US Jews were targets of more anti-Semitic incidents last year than any other year over the past four decades, a surge marked by deadly attacks on a California synagogue, a Jewish grocery store in New Jersey and a rabbi’s New York home, the Anti-Defamation League reported yesterday.
The Jewish civil rights group counted 2,107 anti-Semitic incidents last year, finding 61 physical assault cases, 1,127 instances of harassment and 919 acts of vandalism.
That is the highest annual tally since the New York City-based group began tracking anti-Semitic incidents in 1979. It also marked a 12 percent increase over the 1,879 incidents it counted in 2018.
League CEO Jonathan Greenblatt attributed last year’s record high to a “normalization of anti-Semitic tropes,” the “charged politics of the day” and social media.
This year, the COVID-19 pandemic is fueling anti-Semitic conspiracy theories, he added.
“Anti-Semitism is a virus. It is like a disease, and it persists,” Greenblatt said. “It’s sometimes known as the oldest hatred. It never seems to go away. There truly is no single antidote or cure.”
The group’s count of anti-
Semitic assaults involved 95 victims. More than half of the assaults occurred in New York City, including 25 in Brooklyn. Eight of those Brooklyn assaults happened during a span of eight days in December, primarily in neighborhoods where many Orthodox Jews live.
“Objects were thrown at victims, antisemitic slurs were shouted, and at least three victims were hit or punched in their heads or faces,” the report said.
The league defines an anti-Semitic assault as “an attempt to inflict physical harm on one or more people who are Jewish or perceived to be Jewish, accompanied by evidence of antisemitic animus,” it said.

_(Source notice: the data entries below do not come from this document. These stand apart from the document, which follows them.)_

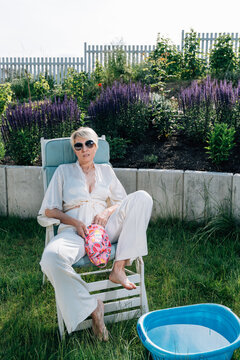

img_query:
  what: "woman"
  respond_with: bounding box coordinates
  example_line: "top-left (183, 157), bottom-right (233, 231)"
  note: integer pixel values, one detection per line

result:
top-left (39, 127), bottom-right (152, 341)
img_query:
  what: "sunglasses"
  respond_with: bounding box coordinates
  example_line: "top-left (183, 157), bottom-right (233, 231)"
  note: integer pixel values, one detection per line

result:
top-left (73, 140), bottom-right (95, 151)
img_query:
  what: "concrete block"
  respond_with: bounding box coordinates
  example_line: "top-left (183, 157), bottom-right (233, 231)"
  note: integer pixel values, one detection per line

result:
top-left (0, 165), bottom-right (7, 216)
top-left (232, 174), bottom-right (240, 221)
top-left (7, 166), bottom-right (44, 218)
top-left (183, 171), bottom-right (233, 221)
top-left (113, 168), bottom-right (137, 194)
top-left (137, 169), bottom-right (183, 219)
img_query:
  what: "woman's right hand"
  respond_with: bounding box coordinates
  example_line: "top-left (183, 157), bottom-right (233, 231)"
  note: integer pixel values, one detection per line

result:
top-left (75, 220), bottom-right (88, 239)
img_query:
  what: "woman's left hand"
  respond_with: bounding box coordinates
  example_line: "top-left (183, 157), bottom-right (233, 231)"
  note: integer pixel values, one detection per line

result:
top-left (92, 209), bottom-right (111, 227)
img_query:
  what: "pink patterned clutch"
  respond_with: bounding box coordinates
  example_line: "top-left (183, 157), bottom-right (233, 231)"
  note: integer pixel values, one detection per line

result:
top-left (85, 224), bottom-right (111, 267)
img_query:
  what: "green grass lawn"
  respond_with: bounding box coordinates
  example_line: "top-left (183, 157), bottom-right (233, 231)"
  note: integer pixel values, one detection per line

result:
top-left (0, 217), bottom-right (240, 360)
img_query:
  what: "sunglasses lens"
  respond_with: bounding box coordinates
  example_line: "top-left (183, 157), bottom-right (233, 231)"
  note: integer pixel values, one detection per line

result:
top-left (74, 143), bottom-right (83, 151)
top-left (74, 140), bottom-right (94, 151)
top-left (85, 140), bottom-right (94, 148)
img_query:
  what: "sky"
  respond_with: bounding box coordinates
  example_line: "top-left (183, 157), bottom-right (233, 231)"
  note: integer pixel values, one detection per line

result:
top-left (0, 0), bottom-right (240, 58)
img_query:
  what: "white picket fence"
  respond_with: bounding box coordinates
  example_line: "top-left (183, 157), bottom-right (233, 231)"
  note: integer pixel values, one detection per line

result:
top-left (181, 30), bottom-right (240, 59)
top-left (0, 43), bottom-right (155, 84)
top-left (0, 30), bottom-right (240, 84)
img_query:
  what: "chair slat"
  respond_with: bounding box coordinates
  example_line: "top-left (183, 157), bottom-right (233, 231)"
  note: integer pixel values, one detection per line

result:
top-left (87, 274), bottom-right (140, 292)
top-left (77, 309), bottom-right (141, 330)
top-left (96, 286), bottom-right (140, 301)
top-left (104, 297), bottom-right (141, 314)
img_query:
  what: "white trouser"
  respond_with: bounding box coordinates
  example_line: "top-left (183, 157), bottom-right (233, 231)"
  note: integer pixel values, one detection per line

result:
top-left (40, 190), bottom-right (152, 333)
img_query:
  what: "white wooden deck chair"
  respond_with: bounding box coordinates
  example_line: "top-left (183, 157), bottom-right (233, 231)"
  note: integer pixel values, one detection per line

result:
top-left (38, 136), bottom-right (148, 338)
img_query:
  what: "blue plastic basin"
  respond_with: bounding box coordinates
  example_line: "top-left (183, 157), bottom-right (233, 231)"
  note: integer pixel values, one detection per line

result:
top-left (137, 304), bottom-right (240, 360)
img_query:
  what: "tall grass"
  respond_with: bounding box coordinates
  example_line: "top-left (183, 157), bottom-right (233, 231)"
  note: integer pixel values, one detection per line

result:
top-left (0, 218), bottom-right (240, 360)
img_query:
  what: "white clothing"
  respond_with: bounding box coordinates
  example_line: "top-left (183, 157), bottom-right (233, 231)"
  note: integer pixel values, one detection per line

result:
top-left (40, 164), bottom-right (152, 333)
top-left (39, 161), bottom-right (127, 233)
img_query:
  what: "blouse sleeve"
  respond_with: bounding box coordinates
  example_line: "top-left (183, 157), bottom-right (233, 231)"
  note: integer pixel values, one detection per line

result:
top-left (109, 166), bottom-right (127, 205)
top-left (39, 167), bottom-right (63, 215)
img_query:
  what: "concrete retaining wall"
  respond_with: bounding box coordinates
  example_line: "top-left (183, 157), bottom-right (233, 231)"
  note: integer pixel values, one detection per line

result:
top-left (0, 166), bottom-right (240, 220)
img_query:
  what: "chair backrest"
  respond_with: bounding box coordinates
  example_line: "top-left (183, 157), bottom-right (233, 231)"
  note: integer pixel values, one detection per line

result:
top-left (41, 136), bottom-right (110, 192)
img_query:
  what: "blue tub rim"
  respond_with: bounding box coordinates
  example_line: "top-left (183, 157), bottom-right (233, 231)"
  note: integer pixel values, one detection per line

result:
top-left (137, 303), bottom-right (240, 360)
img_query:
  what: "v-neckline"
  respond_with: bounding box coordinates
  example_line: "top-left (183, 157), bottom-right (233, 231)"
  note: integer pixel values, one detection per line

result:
top-left (77, 160), bottom-right (97, 195)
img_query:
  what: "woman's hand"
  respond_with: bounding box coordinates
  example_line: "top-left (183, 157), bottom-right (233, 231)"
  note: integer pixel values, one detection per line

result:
top-left (92, 204), bottom-right (118, 227)
top-left (75, 220), bottom-right (88, 239)
top-left (92, 209), bottom-right (111, 227)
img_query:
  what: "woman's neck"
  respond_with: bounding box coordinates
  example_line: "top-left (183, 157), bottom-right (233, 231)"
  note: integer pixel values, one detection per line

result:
top-left (80, 163), bottom-right (94, 174)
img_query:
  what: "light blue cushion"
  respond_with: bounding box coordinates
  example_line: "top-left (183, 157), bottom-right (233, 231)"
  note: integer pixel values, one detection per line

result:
top-left (73, 243), bottom-right (117, 268)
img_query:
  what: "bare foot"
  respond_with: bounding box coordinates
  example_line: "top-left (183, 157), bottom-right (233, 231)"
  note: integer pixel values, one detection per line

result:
top-left (92, 299), bottom-right (108, 341)
top-left (109, 262), bottom-right (136, 290)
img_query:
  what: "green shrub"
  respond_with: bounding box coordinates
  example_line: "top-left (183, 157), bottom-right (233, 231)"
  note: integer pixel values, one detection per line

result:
top-left (11, 74), bottom-right (34, 102)
top-left (181, 29), bottom-right (206, 79)
top-left (62, 68), bottom-right (87, 107)
top-left (209, 35), bottom-right (237, 77)
top-left (0, 138), bottom-right (5, 160)
top-left (7, 126), bottom-right (41, 165)
top-left (145, 35), bottom-right (182, 88)
top-left (205, 123), bottom-right (235, 165)
top-left (33, 74), bottom-right (50, 100)
top-left (152, 93), bottom-right (177, 138)
top-left (143, 154), bottom-right (158, 164)
top-left (106, 136), bottom-right (129, 160)
top-left (103, 47), bottom-right (131, 86)
top-left (0, 83), bottom-right (13, 116)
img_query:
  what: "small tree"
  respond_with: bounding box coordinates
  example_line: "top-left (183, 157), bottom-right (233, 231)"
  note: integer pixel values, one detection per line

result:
top-left (210, 35), bottom-right (237, 77)
top-left (182, 29), bottom-right (206, 79)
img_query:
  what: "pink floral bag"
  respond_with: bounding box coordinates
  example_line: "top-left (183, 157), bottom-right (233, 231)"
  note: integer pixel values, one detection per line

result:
top-left (85, 224), bottom-right (111, 267)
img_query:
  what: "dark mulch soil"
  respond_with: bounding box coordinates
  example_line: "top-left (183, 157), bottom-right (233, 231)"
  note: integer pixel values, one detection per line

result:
top-left (111, 136), bottom-right (240, 173)
top-left (0, 135), bottom-right (240, 173)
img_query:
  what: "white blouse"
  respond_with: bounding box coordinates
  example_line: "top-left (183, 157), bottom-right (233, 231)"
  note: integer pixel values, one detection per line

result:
top-left (39, 161), bottom-right (127, 232)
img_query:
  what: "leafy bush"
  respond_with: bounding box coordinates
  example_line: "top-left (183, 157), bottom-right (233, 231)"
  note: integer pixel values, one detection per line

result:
top-left (143, 154), bottom-right (158, 164)
top-left (145, 35), bottom-right (182, 88)
top-left (181, 29), bottom-right (206, 79)
top-left (178, 77), bottom-right (217, 142)
top-left (0, 83), bottom-right (13, 118)
top-left (103, 46), bottom-right (131, 86)
top-left (1, 98), bottom-right (83, 165)
top-left (205, 123), bottom-right (235, 165)
top-left (11, 74), bottom-right (34, 102)
top-left (62, 68), bottom-right (87, 106)
top-left (0, 138), bottom-right (5, 160)
top-left (88, 82), bottom-right (150, 142)
top-left (209, 35), bottom-right (237, 77)
top-left (106, 136), bottom-right (129, 160)
top-left (33, 74), bottom-right (50, 100)
top-left (152, 93), bottom-right (177, 138)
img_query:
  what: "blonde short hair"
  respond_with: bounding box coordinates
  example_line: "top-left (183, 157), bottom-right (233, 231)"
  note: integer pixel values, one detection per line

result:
top-left (70, 126), bottom-right (98, 149)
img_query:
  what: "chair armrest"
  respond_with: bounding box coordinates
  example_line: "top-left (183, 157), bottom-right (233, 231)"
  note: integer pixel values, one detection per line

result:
top-left (37, 215), bottom-right (60, 227)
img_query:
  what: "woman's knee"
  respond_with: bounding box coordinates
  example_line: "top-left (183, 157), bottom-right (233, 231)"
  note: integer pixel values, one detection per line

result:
top-left (40, 247), bottom-right (59, 273)
top-left (133, 190), bottom-right (153, 206)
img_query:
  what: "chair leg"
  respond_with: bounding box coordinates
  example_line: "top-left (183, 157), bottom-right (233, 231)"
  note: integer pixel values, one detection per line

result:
top-left (136, 257), bottom-right (149, 315)
top-left (43, 225), bottom-right (54, 285)
top-left (56, 300), bottom-right (65, 340)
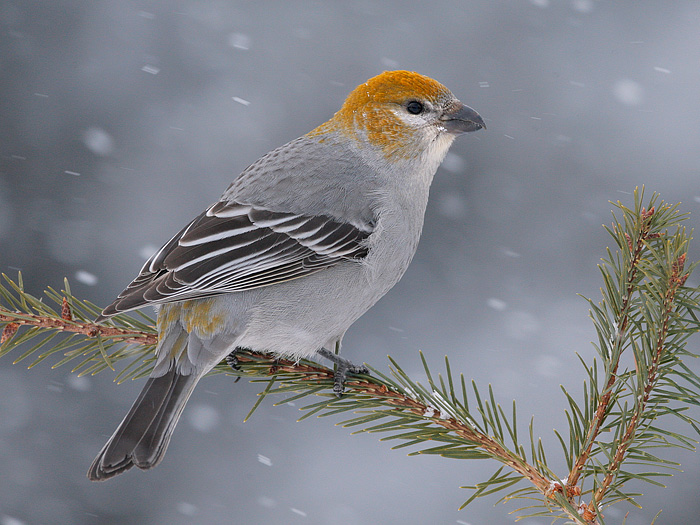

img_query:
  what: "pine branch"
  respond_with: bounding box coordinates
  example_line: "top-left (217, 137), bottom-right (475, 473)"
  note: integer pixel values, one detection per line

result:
top-left (566, 207), bottom-right (659, 490)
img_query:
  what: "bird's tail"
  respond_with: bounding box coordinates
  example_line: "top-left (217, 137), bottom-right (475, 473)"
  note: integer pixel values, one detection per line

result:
top-left (88, 364), bottom-right (201, 481)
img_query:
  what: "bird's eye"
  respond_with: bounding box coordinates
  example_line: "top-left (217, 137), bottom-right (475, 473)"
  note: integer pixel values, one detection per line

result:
top-left (406, 100), bottom-right (424, 115)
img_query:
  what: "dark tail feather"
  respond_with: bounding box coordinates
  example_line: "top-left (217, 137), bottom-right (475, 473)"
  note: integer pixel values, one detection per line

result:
top-left (88, 365), bottom-right (200, 481)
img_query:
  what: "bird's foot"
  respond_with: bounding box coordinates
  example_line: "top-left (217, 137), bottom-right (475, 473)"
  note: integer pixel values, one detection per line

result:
top-left (230, 348), bottom-right (241, 372)
top-left (318, 348), bottom-right (369, 397)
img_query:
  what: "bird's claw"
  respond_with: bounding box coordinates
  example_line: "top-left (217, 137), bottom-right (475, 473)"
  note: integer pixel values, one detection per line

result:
top-left (319, 348), bottom-right (369, 397)
top-left (230, 350), bottom-right (241, 372)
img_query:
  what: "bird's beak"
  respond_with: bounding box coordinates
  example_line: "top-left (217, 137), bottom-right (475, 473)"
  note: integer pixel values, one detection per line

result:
top-left (440, 101), bottom-right (486, 135)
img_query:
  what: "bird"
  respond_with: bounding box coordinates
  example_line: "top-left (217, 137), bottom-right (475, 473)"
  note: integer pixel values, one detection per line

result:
top-left (88, 70), bottom-right (486, 481)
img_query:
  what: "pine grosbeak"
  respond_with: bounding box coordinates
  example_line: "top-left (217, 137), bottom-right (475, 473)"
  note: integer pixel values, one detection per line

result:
top-left (88, 71), bottom-right (485, 481)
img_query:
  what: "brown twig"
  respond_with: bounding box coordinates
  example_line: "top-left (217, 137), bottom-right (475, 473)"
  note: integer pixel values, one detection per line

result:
top-left (0, 310), bottom-right (158, 345)
top-left (588, 254), bottom-right (688, 513)
top-left (237, 354), bottom-right (561, 497)
top-left (566, 207), bottom-right (657, 520)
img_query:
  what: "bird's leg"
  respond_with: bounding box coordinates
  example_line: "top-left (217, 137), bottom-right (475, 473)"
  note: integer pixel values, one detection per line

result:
top-left (318, 348), bottom-right (369, 397)
top-left (230, 347), bottom-right (241, 371)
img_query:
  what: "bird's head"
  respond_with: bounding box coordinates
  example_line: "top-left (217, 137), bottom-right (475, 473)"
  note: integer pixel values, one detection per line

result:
top-left (311, 71), bottom-right (486, 162)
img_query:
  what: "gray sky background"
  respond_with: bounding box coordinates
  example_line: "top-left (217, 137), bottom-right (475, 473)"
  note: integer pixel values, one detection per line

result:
top-left (0, 0), bottom-right (700, 525)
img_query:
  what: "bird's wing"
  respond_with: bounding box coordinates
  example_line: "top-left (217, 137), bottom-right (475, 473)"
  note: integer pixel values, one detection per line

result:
top-left (98, 202), bottom-right (373, 320)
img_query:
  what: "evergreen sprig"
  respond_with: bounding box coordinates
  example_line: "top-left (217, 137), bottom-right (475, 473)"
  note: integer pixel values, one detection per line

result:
top-left (0, 186), bottom-right (700, 525)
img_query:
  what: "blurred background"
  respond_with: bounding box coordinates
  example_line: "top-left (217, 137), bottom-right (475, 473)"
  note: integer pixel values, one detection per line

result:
top-left (0, 0), bottom-right (700, 525)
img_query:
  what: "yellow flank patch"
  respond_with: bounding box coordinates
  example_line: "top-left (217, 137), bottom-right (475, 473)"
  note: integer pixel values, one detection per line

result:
top-left (158, 299), bottom-right (224, 336)
top-left (181, 299), bottom-right (223, 336)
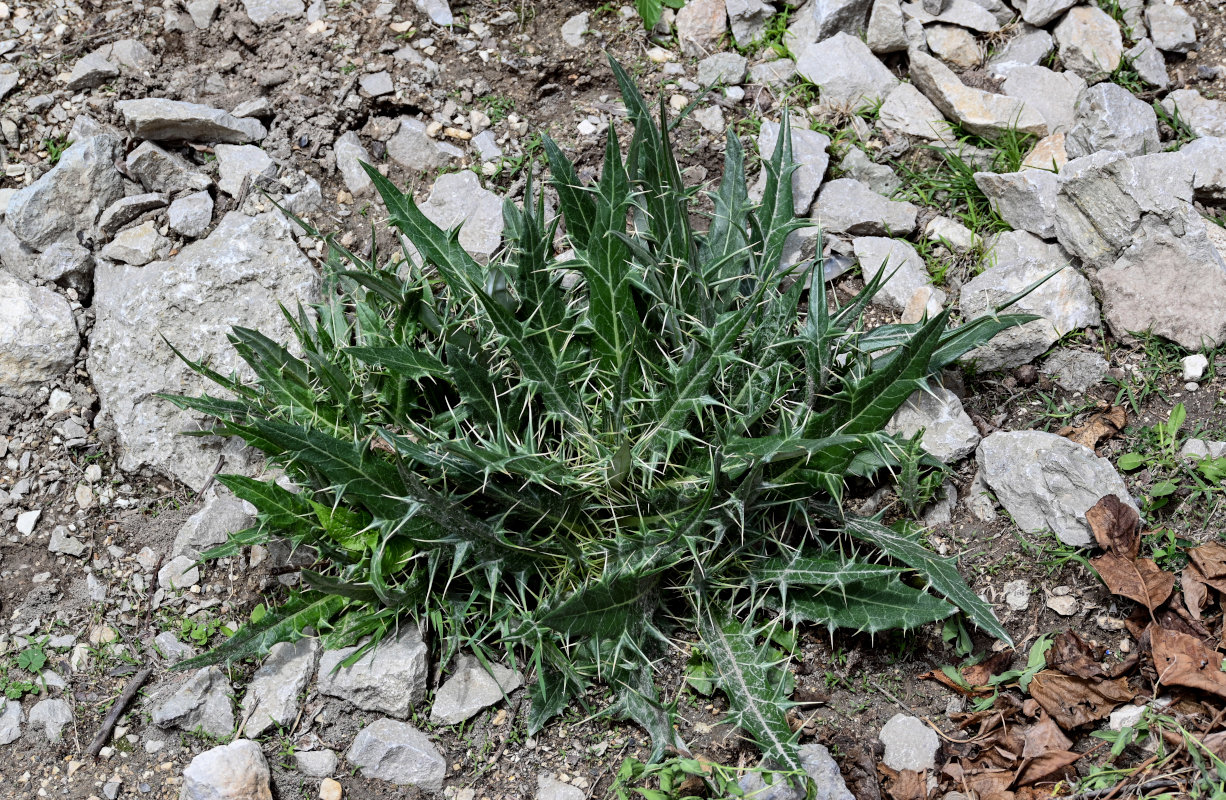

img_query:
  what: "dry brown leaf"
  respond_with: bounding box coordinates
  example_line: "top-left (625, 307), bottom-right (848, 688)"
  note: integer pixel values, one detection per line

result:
top-left (1150, 626), bottom-right (1226, 697)
top-left (1188, 542), bottom-right (1226, 578)
top-left (1056, 406), bottom-right (1128, 450)
top-left (1047, 631), bottom-right (1107, 677)
top-left (1013, 750), bottom-right (1083, 787)
top-left (1030, 669), bottom-right (1134, 730)
top-left (1090, 553), bottom-right (1175, 611)
top-left (1085, 495), bottom-right (1141, 559)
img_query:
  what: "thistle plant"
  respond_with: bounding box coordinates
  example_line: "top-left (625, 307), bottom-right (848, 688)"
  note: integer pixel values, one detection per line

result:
top-left (170, 62), bottom-right (1032, 784)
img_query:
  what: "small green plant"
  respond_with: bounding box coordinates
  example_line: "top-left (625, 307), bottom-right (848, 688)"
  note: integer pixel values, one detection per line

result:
top-left (160, 61), bottom-right (1035, 773)
top-left (43, 136), bottom-right (72, 165)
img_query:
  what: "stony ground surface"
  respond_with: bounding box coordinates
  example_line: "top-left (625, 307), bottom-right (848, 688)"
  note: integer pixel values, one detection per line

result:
top-left (0, 0), bottom-right (1226, 800)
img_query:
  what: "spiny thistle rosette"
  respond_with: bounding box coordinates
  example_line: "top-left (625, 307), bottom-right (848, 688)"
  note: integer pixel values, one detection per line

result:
top-left (169, 57), bottom-right (1034, 784)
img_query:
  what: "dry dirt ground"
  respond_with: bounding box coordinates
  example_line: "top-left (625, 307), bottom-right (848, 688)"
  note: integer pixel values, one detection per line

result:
top-left (0, 0), bottom-right (1226, 800)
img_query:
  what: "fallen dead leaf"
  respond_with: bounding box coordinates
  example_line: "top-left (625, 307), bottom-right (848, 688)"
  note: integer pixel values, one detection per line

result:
top-left (1085, 495), bottom-right (1141, 559)
top-left (1056, 406), bottom-right (1128, 450)
top-left (1150, 626), bottom-right (1226, 697)
top-left (1030, 669), bottom-right (1135, 730)
top-left (1090, 553), bottom-right (1175, 611)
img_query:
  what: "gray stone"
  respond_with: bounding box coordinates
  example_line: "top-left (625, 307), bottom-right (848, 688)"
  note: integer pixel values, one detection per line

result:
top-left (885, 386), bottom-right (980, 464)
top-left (852, 236), bottom-right (945, 316)
top-left (115, 97), bottom-right (267, 145)
top-left (29, 700), bottom-right (72, 742)
top-left (5, 135), bottom-right (124, 250)
top-left (796, 33), bottom-right (899, 110)
top-left (243, 638), bottom-right (319, 736)
top-left (430, 655), bottom-right (524, 725)
top-left (126, 142), bottom-right (213, 195)
top-left (180, 739), bottom-right (272, 800)
top-left (1021, 0), bottom-right (1078, 28)
top-left (47, 526), bottom-right (89, 559)
top-left (1041, 348), bottom-right (1111, 392)
top-left (153, 631), bottom-right (196, 664)
top-left (346, 717), bottom-right (447, 791)
top-left (877, 83), bottom-right (949, 140)
top-left (387, 116), bottom-right (463, 172)
top-left (216, 145), bottom-right (277, 197)
top-left (535, 772), bottom-right (587, 800)
top-left (0, 697), bottom-right (22, 745)
top-left (294, 750), bottom-right (337, 778)
top-left (1054, 5), bottom-right (1124, 81)
top-left (866, 0), bottom-right (907, 54)
top-left (358, 70), bottom-right (396, 97)
top-left (102, 219), bottom-right (170, 267)
top-left (562, 11), bottom-right (587, 48)
top-left (98, 191), bottom-right (166, 235)
top-left (1161, 89), bottom-right (1226, 137)
top-left (243, 0), bottom-right (307, 25)
top-left (960, 258), bottom-right (1100, 371)
top-left (758, 121), bottom-right (830, 214)
top-left (988, 31), bottom-right (1056, 77)
top-left (150, 666), bottom-right (234, 736)
top-left (422, 170), bottom-right (503, 263)
top-left (170, 490), bottom-right (256, 559)
top-left (1064, 83), bottom-right (1162, 158)
top-left (677, 0), bottom-right (728, 58)
top-left (813, 178), bottom-right (920, 236)
top-left (924, 23), bottom-right (983, 70)
top-left (66, 44), bottom-right (119, 92)
top-left (319, 625), bottom-right (428, 719)
top-left (413, 0), bottom-right (455, 27)
top-left (911, 53), bottom-right (1047, 136)
top-left (167, 191), bottom-right (213, 239)
top-left (838, 147), bottom-right (902, 197)
top-left (1124, 39), bottom-right (1171, 89)
top-left (0, 271), bottom-right (81, 397)
top-left (157, 555), bottom-right (200, 592)
top-left (723, 0), bottom-right (775, 47)
top-left (1145, 2), bottom-right (1197, 53)
top-left (878, 714), bottom-right (940, 772)
top-left (975, 169), bottom-right (1060, 239)
top-left (812, 0), bottom-right (872, 42)
top-left (1097, 207), bottom-right (1226, 350)
top-left (698, 53), bottom-right (749, 87)
top-left (88, 212), bottom-right (319, 490)
top-left (976, 430), bottom-right (1137, 548)
top-left (1000, 66), bottom-right (1088, 134)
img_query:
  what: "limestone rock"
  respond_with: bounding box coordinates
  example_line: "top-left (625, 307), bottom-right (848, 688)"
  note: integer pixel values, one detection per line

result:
top-left (1065, 83), bottom-right (1162, 158)
top-left (115, 97), bottom-right (267, 145)
top-left (911, 53), bottom-right (1047, 136)
top-left (88, 212), bottom-right (319, 490)
top-left (243, 638), bottom-right (319, 736)
top-left (796, 33), bottom-right (899, 110)
top-left (878, 83), bottom-right (949, 140)
top-left (885, 386), bottom-right (980, 464)
top-left (346, 717), bottom-right (447, 793)
top-left (430, 657), bottom-right (524, 725)
top-left (319, 625), bottom-right (428, 719)
top-left (422, 170), bottom-right (503, 263)
top-left (677, 0), bottom-right (728, 58)
top-left (1054, 5), bottom-right (1124, 81)
top-left (150, 666), bottom-right (234, 736)
top-left (813, 178), bottom-right (920, 236)
top-left (0, 270), bottom-right (81, 397)
top-left (758, 121), bottom-right (830, 216)
top-left (852, 236), bottom-right (945, 316)
top-left (5, 135), bottom-right (124, 250)
top-left (976, 430), bottom-right (1137, 546)
top-left (181, 739), bottom-right (272, 800)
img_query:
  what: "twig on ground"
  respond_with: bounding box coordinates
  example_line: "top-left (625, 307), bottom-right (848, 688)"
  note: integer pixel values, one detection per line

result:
top-left (86, 666), bottom-right (153, 758)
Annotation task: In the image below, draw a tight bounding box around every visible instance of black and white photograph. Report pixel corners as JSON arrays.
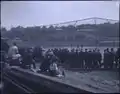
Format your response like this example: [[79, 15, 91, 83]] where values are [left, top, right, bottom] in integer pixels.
[[0, 0, 120, 94]]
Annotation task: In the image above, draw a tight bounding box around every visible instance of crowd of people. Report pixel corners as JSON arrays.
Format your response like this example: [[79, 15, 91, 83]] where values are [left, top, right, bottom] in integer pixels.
[[20, 47, 120, 69], [0, 43, 120, 75]]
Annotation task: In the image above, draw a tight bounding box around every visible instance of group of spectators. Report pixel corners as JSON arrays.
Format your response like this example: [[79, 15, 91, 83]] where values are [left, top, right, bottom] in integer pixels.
[[19, 47, 120, 69]]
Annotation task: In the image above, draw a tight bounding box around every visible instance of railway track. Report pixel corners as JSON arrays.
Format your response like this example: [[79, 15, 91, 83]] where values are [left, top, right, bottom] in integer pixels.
[[3, 73, 36, 94]]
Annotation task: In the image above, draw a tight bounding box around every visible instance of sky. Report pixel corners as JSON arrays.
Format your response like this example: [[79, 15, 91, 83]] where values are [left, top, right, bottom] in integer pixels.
[[1, 1, 119, 29]]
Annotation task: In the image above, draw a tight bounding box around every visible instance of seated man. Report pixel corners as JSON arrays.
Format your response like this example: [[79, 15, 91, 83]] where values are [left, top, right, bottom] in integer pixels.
[[8, 43, 21, 66]]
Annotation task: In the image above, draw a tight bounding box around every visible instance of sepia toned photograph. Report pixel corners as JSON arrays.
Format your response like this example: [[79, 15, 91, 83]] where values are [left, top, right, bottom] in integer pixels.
[[0, 1, 120, 94]]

Three of last year’s assaults were deadly.
A 20-year-old former nursing student, John Earnest, awaits trial on charges he killed a woman and wounded three other people during an attack on Chabad of Poway synagogue near San Diego, California, in April last year.
The gunman told a 911 dispatcher that he shot up the synagogue on the last day of Passover because Jews were trying to “destroy all white people,” prosecutors said.
Attacks in Jersey City, New Jersey, killed a police detective in a cemetery and three people at a kosher market in December.
Authorities said the attackers, David Anderson and Francine Graham, were motivated by a hatred of Jewish people and law enforcement.
A 37-year-old man, Grafton Thomas, was charged with stabbing five people with a machete at a Hanukkah celebration at a rabbi’s home in Monsey, an Orthodox Jewish community north of New York City. One of the five victims died three months after the Dec. 28 attack.
Federal prosecutors said Thomas had handwritten journals containing anti-Semitic comments and a swastika.
The league’s report attributed 270 anti-Semitic incidents to extremist groups or individuals.
A separate report by the group, released in February, found that last year was the sixth-deadliest year for violence by all domestic extremists since 1970.
The league counted 919 vandalism incidents last year, a 19 percent increase from 774 incidents in 2018.
Two men described by authorities as members of a white supremacist group called The Base were charged with conspiring last year to vandalize synagogues, including Beth Israel Sinai Congregation in Racine, Wisconsin. Even before his synagogue was defaced with swastikas, Rabbi Martyn Adelberg sensed that anti-Semitic incidents in the US have been increasing as extremist rhetoric migrates from the Internet’s fringes to mainstream platforms.
“It provokes something else, too: an undying outpouring of love,” he said, adding that a crowd of 150 people — at least five times the normal size and consisting mostly of gentiles — attended the first service at the temple after the vandalism. “The support was overwhelming.”